I think there’s two things going on here, one obvious, one mysterious. First, the obvious: a lot of people feel like imposters because other people make them feel that way. If you feel unwelcome because you have a bigoted boss or cruel colleagues, I understand why we would call that “Imposter Syndrome,” even though it seems more like “being surrounded by people who have Asshole Syndrome.”
But then, the mysterious: a lot of people are quick to brand themselves as frauds. I used to have students all the time who were like, “I’m not good enough to be here, I think my admission letter was a clerical error.” I wanted to grab ‘em by the shoulders and tell ‘em:
“One of your classmates got in because his dad donated a building. One of your professors has p-hacked every study she’s ever done; if anyone bothered to investigate her, she’d be fired and her scientific legacy would be expunged. The so-called Dean of Inclusion is a huge jerk. Those guys are the imposters. Not you. Please carry on.”

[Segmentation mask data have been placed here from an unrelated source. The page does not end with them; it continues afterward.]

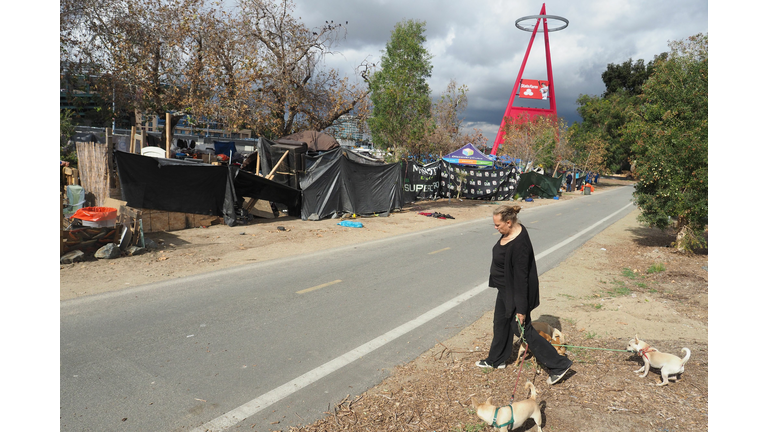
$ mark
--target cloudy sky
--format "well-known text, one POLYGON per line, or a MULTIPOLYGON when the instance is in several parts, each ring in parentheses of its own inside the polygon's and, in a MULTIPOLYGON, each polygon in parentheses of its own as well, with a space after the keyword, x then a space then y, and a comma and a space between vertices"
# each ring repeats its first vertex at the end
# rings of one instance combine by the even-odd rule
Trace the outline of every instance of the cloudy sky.
MULTIPOLYGON (((464 124, 480 128, 493 142, 531 37, 515 27, 524 16, 548 15, 569 21, 550 32, 558 115, 581 121, 576 99, 605 90, 600 75, 609 63, 632 58, 649 62, 668 42, 707 33, 706 0, 295 0, 296 15, 308 27, 325 21, 346 25, 347 36, 327 59, 352 74, 363 60, 377 63, 399 21, 426 22, 427 49, 434 55, 429 80, 434 97, 455 79, 469 88, 464 124)), ((529 21, 533 23, 533 21, 529 21)), ((550 20, 550 27, 558 24, 550 20)), ((524 79, 547 79, 544 37, 537 34, 524 79)))

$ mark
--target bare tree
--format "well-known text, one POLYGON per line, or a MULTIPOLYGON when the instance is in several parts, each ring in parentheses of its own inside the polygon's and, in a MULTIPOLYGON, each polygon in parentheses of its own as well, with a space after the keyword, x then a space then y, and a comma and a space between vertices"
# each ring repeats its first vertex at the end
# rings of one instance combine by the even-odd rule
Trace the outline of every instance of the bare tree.
POLYGON ((420 153, 450 153, 467 143, 478 147, 484 146, 487 139, 478 129, 469 133, 462 131, 464 118, 461 117, 469 103, 469 88, 459 86, 451 79, 439 99, 432 103, 432 123, 429 125, 425 143, 420 146, 420 153))
POLYGON ((246 58, 254 86, 249 121, 267 136, 322 130, 353 110, 367 112, 367 87, 322 67, 345 36, 344 25, 328 21, 310 29, 293 7, 290 0, 239 3, 243 37, 253 47, 246 58))

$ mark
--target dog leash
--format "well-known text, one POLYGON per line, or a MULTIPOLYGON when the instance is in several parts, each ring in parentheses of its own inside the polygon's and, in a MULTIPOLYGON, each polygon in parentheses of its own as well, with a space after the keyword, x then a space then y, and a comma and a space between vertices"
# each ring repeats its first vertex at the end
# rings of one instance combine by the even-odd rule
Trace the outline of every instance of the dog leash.
MULTIPOLYGON (((517 328, 520 331, 520 343, 525 344, 525 351, 523 351, 523 356, 520 357, 520 368, 517 369, 517 379, 515 380, 515 388, 512 390, 512 402, 515 401, 515 393, 517 393, 517 384, 520 382, 520 374, 523 372, 523 363, 525 363, 525 355, 528 354, 528 344, 525 342, 525 334, 523 333, 523 325, 520 323, 520 320, 515 317, 515 322, 517 322, 517 328)), ((494 422, 496 420, 494 419, 494 422)))
POLYGON ((601 351, 618 351, 618 352, 634 352, 632 350, 628 349, 615 349, 615 348, 597 348, 597 347, 586 347, 586 346, 577 346, 577 345, 565 345, 565 344, 552 344, 552 346, 561 346, 566 348, 582 348, 582 349, 591 349, 591 350, 601 350, 601 351))

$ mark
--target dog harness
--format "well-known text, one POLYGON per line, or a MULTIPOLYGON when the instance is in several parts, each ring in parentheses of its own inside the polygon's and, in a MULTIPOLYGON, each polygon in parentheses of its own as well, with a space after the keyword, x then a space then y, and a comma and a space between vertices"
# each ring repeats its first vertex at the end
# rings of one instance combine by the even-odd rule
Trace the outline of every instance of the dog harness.
POLYGON ((496 411, 493 412, 493 423, 491 424, 491 427, 495 427, 498 429, 503 428, 504 426, 511 425, 515 422, 515 412, 512 410, 512 405, 507 405, 509 407, 509 421, 504 424, 496 424, 496 416, 499 414, 499 410, 504 407, 497 407, 496 411))
POLYGON ((656 349, 653 347, 643 348, 640 350, 640 355, 650 360, 650 358, 648 358, 648 353, 654 351, 656 351, 656 349))

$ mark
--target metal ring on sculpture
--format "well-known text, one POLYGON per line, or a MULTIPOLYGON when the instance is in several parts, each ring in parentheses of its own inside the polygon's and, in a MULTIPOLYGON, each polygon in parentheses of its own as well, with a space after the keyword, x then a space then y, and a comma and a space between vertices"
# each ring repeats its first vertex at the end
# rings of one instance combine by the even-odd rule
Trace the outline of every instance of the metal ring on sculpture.
MULTIPOLYGON (((533 33, 533 29, 532 28, 528 29, 528 28, 521 27, 519 23, 520 23, 520 21, 523 21, 523 20, 529 20, 529 19, 538 20, 540 18, 548 18, 548 19, 551 18, 551 19, 562 21, 563 23, 565 23, 565 24, 561 25, 560 27, 555 27, 555 28, 551 28, 550 27, 550 28, 548 28, 547 30, 549 32, 560 31, 560 30, 563 30, 564 28, 568 27, 568 20, 563 18, 563 17, 557 16, 557 15, 529 15, 529 16, 524 16, 522 18, 518 18, 515 21, 515 27, 519 28, 520 30, 533 33)), ((544 32, 544 26, 542 25, 541 28, 539 28, 539 30, 537 32, 544 32)))

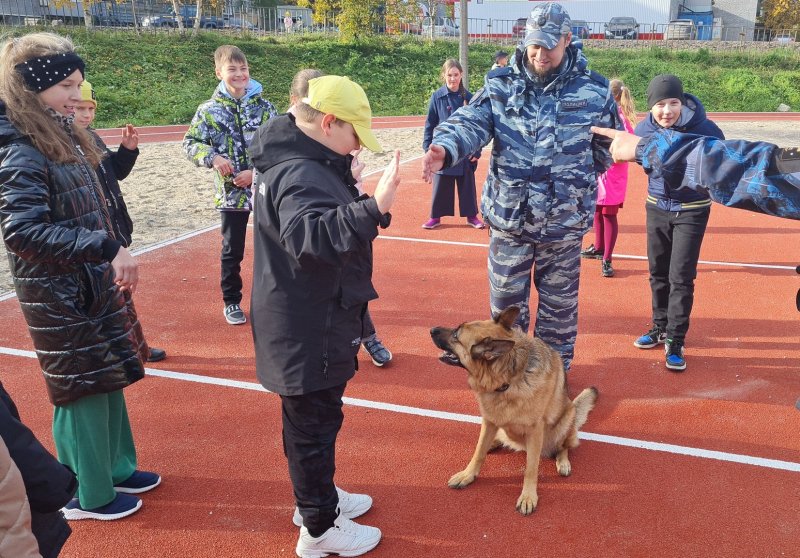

I never had much success getting those students to believe that they belonged, and I used to find this mystifying. But I think I understand now why their syndrome was so stubborn: they were actually on to something. The Italian neurosurgeons, the Romanian undergrads, my own students—they’re all correct that there’s a lot of fraud going on, but they’ve mistaken its origin. They’re not fraudulent people. They’re in a fraudulent place.